Evelyn’s early work echoes the Neo-Classicism style favoured by Sir Edward Poynter and her uncle Roddy. These paintings were fashionable and commercially successful when she exhibited them at the Grosvenor Gallery in London, a leading exhibition space for avant-garde artists of the day. She was also clearly influenced by the Aesthetic Movement of the 1860s. However, whilst many working in this style professed that art should exist ‘for arts sake’ or mere decoration, Evelyn used narrative to explore her personal agenda. In Night and Sleep (1878) for example, the central female figure of Sleep spills opium poppies over a barren landscape, hinting at the opium wars which had killed so many, and also at Evelyn’s interest in the idea that, as the night brings sleep, the end of life brings death, but only before the dawn of a new day and a spiritual freedom for the soul.

In 1880, Evelyn De Morgan completed her haunting painting Angel of Death (1880) which was exhibited at the Grosvenor Gallery. The figure of the greying woman looks up, hopefully at the cloaked figure of death and towards the blue skies ahead. The left side of which represents life is filled with craggy rocks, thorns and a baron landscape, whilst death on the right is accompanied by flowers in bloom and hope of something better.

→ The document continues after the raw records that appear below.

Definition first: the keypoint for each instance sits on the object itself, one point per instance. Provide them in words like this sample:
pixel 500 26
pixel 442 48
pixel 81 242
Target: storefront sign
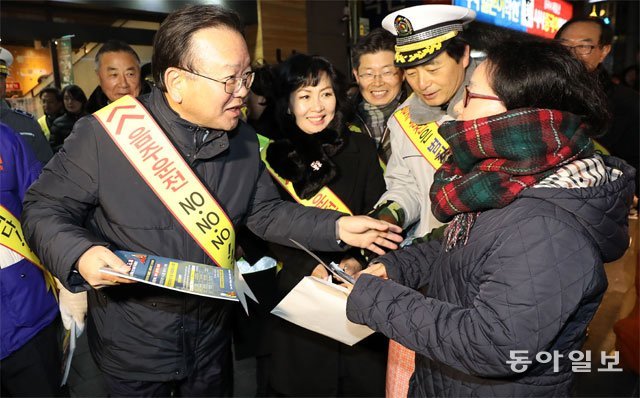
pixel 537 17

From about 1900, Evelyn began to more overtly depict themes of Spiritualism. Her marriage to William De Morgan in 1887 had introduced her to his mother, Sophia, a social reform campaigner, abolitionist, anti-vivisectionist and practising medium. Through her links with Sophia, Evelyn’s interest in the soul after death becomes more evident. In The Soul’s Prison House (1889) and The Prisoner (1907) we are presented with a young woman representing the soul, trapped in the prison of the body, with a hopeful sunrise, representing the dawn after death. These paintings hold dual meaning as of course they represent the entrapment of women in a patriarchal society. Many of Evelyn’s paintings celebrate both the rise of the soul through life towards freedom in death and the rise of women towards emancipation. Daughters of the Mist (c.1910) bonds solid female forms in prismatic clouds as they ascend to the point where the light shines from them. Evelyn paints a number of pictures in these bold pastels and they are her most Symbolist style work. In Symbolism, a prismatic rainbow motif represents the soul, so it is clear why this style of painting appealed to her.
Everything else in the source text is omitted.